Autonomy Vs. Heteronomy In The Covenantal Relationship
Abraham's responses to the destruction of Sodom and Gemorrah and to the command to sacrifice Isaac provide two models of challenge and submission that must co-exist in our covenantal relationship with God.
Provided by CLAL: The National Jewish Center for Learning and Leadership, a multi-denominational think tank and resource center.
Abraham's challenge to God regarding the destruction of Sodom and Gomorrah and Abraham's submission to God's command to sacrifice Isaac provide a profound insight into the nature of the covenant.
In the first story, Abraham questions, argues, and convinces God to back down from an extreme position. The radical assumption underlying Abraham's protest is that God must follow a standard of justice comprehensible to Abraham. This suggests that human judgment over and against God is valid and that the human partner plays an active role in determining what is right and wrong.
Yet the same bold, challenging Abraham demonstrates absolute submission before God's terrifying command to sacrifice his son, though this surely violates his sense of justice.
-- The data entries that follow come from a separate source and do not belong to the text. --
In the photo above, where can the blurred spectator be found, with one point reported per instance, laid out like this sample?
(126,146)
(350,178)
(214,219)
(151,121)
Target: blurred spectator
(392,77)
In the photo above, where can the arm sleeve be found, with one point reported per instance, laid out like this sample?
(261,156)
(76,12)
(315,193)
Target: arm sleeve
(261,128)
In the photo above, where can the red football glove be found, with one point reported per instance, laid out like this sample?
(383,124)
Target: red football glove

Only after Abraham has proven he will obey this command is a ram provided in Isaac's place. This story suggests that there is no alternative to the acceptance of God's will and that the human role in the covenant is submission.
The Torah's inclusion of both stories teaches that the Jewish way cannot be reduced to either perspective. By itself, the deeply autonomous thrust of the Sodom and Gomorrah story would lead to a Judaism in which the human conscience would eliminate anything that offended it. God, Torah, the tradition would become synonymous with whatever human beings want. Every person would decide what is right and wrong.
But reducing the Jewish way to the deeply submissive thrust of the Akedah (Binding of Isaac) would lead to a fanaticism in which no act, no matter how repugnant, could be ruled out--a mindless obedience enslaving the human being and destroying his/her dignity.
The genius of the covenantal way is that these two powerful principles, autonomy and heteronomy, are yoked together and held in creative tension. Both challenging and submitting to God and the tradition are authentic covenantal responses to the dilemmas of Jewish life. The covenantal question addressed to each generation and even each person is when to act in which way.